L’homme est un être imparfait. Il a des manques à remplir. Il court incessamment pour les combler. A cause de ces manques, l’homme est conscient qu’il a certaines faiblesses. La reconnaissance de ces faiblesses le pousse à se regrouper et à fonder la société. Or, la doctrine politique de Rousseau informe que la société est la principale source du problème de la liberté humaine. Rousseau conçoit qu’au fur et à mesure que l’homme s’associe et avance dans le domaine du savoir, il tombe dans le mal. Autrement dit, le mal s’effectue suivant l’évolution technologique et scientifique. La civilisation et l’instruction sont, aux yeux de Rousseau, des facteurs dégradant de la tranquillité et du bonheur de l’homme.
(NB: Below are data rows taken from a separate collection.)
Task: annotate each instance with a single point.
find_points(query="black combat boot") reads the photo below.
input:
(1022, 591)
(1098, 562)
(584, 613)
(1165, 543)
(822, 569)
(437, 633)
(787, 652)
Elles agissent pour le malheur de l’homme. De là, les individus, au lieu de s’aimer, se rivalisent. C’est pourquoi Rousseau par l’intermédiaire de Starobinski affirme :

« Les fausses lumières » de la civilisation, loin d’éclairer le monde humain, voilent la transparence naturelle, séparent les hommes les uns des autres, particularisent les intérêts, détruisent toute possibilité de la confiance réciproque, et substituent à la communication essentielle des âmes un commerce factrice et dénué de sincérité ; ainsi se constitue une société où chacun s’isole dans son amour propre et se protège derrière une apparence mensongère.

Au début de l’établissement de la société, tout homme a tendance à viser l’intérêt général et les biens communs. Mais au fil du temps, l’homme change de mentalité dont chacun ne se préoccupe que de l’intérêt personnel. Ce qui signifie que la mauvaise foi de l’homme est née avec la société. Celle-ci engendre l’idée d’exploitation, d’esclavage et de tromperie. Selon Rousseau, c’est la contradiction entre la nature originelle et les produits de la civilisation qui amène l’homme à des graves problèmes, à des souffrances. D’un côté, la nature humaine a ses besoins et de l’autre côté, la civilisation a ses propres exigences. Souvent, ce qui est appréciable pour l’un est déprécié pour l’autre et réciproquement. La loi de la nature s’oppose à la morale de l’homme civilisé et aux normes posées par la société. Nature et culture, contradictoires à l’intérieur de chaque individu, sont la source de la méchanceté. De là, tout est bouleversé et aucun homme bon n’existe. C’est pour cette raison que Rousseau dit :

L’homme était bon et heureux dans l’état de liberté naturelle ; il devient mauvais et malheureux quand son penchant naturel et son devoir social sont en opposition.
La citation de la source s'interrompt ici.